I'm amazed at how apologist people are the moment "Double Fine" appears on the cover, it's an unknown company or something like Activision and people would be screaming bloody murder. Thing is, ok, the backers are all ok with this, so it's all fine and dandy, the problem is that the game NEEDS early access to do the second part, that means it has to be sold to people that initially never backed, and as such has to be new buyers. The scary part is when you remember that pretty much all of Double fine's games have been financial disasters (reason why almost no publisher works with them anymore, over budgeted mess that sells poorly is not the best of financial plans, looking at you brutal legend), which means that maybe not that many people will actually buy the game outside of all the backers. I mean, the game got a ton of money, but I highly doubt there is that much interest outside of the double fine fans and the old adventure game guard, it's very hard to revive a genre after all.
Also, yes, the game looks beautiful right now, but god forbid it doesn't live up because some bad PR can kill part two of the project pretty quick, I mean, I barely am getting any impression of gameplay out of the trailers and times have changed quite a bit from what was acceptable 15 years ago. Yes, double fine games are famous for being all quirky and I don't doubt that charm won't be there, but there are also known for having very debatable playability, be it shoddy platforming in psyconauts and a lot of annoying mechanics in brutal legend. The ideas are strong, but the executions sometimes suffers, though they are supposed to be old adventure game veterans.

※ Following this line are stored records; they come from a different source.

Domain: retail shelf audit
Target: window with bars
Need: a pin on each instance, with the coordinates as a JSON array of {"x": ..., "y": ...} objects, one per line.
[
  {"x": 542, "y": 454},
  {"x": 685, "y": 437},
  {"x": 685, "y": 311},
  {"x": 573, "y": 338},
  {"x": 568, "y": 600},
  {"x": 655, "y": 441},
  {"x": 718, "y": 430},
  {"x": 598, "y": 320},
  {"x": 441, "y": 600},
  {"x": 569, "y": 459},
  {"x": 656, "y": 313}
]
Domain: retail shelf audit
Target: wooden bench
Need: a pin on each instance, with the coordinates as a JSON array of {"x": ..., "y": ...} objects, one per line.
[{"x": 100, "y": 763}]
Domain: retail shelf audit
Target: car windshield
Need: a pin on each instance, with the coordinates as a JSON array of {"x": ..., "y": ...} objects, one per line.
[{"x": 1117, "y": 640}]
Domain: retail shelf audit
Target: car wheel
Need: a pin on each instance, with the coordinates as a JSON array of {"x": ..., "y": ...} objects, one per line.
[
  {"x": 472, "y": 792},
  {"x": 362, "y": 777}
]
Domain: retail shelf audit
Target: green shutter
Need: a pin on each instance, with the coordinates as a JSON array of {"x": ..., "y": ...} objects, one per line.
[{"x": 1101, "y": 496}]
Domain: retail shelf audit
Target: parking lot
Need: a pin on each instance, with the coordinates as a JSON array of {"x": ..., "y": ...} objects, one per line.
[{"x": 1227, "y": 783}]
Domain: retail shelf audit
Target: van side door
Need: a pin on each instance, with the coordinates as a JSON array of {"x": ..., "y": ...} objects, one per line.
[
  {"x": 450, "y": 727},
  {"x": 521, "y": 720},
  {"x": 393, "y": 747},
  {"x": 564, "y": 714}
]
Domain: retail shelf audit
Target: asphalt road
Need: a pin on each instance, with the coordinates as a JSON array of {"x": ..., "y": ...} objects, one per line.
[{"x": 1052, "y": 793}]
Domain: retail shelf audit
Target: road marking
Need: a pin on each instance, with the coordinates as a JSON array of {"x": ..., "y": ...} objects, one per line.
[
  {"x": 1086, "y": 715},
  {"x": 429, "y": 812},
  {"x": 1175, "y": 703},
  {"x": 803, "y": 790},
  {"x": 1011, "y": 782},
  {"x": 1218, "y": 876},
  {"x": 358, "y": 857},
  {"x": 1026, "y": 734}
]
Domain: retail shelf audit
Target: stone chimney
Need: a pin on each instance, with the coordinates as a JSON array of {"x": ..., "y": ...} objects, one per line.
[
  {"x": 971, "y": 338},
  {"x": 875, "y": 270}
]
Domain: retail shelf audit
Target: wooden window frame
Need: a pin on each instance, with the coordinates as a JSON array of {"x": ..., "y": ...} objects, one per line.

Also, I doubt very much Tim Schaffer has any sort of ill will, he just sucks at planning, that doesn't mean people should be all "aw, it's fine cause he's so charming and artsy!", no, he should be chastised for fucking up with that, I assume he will make due the best as he can (reason why he did the whole early access dance after all) and if the project hopefully pulls through he will hopefully learn something and happy ending for all and if not, well, he'll have to dedicate some resources from other projects to finish it or let it die, with both of those options being less than stellar.
Also, call me crazy, but it's better to have a full game than have half a game that may not be finished, just saying and over ambition is the fastest way to go bankrupt, reason why there has to be a balance between ambition and resources.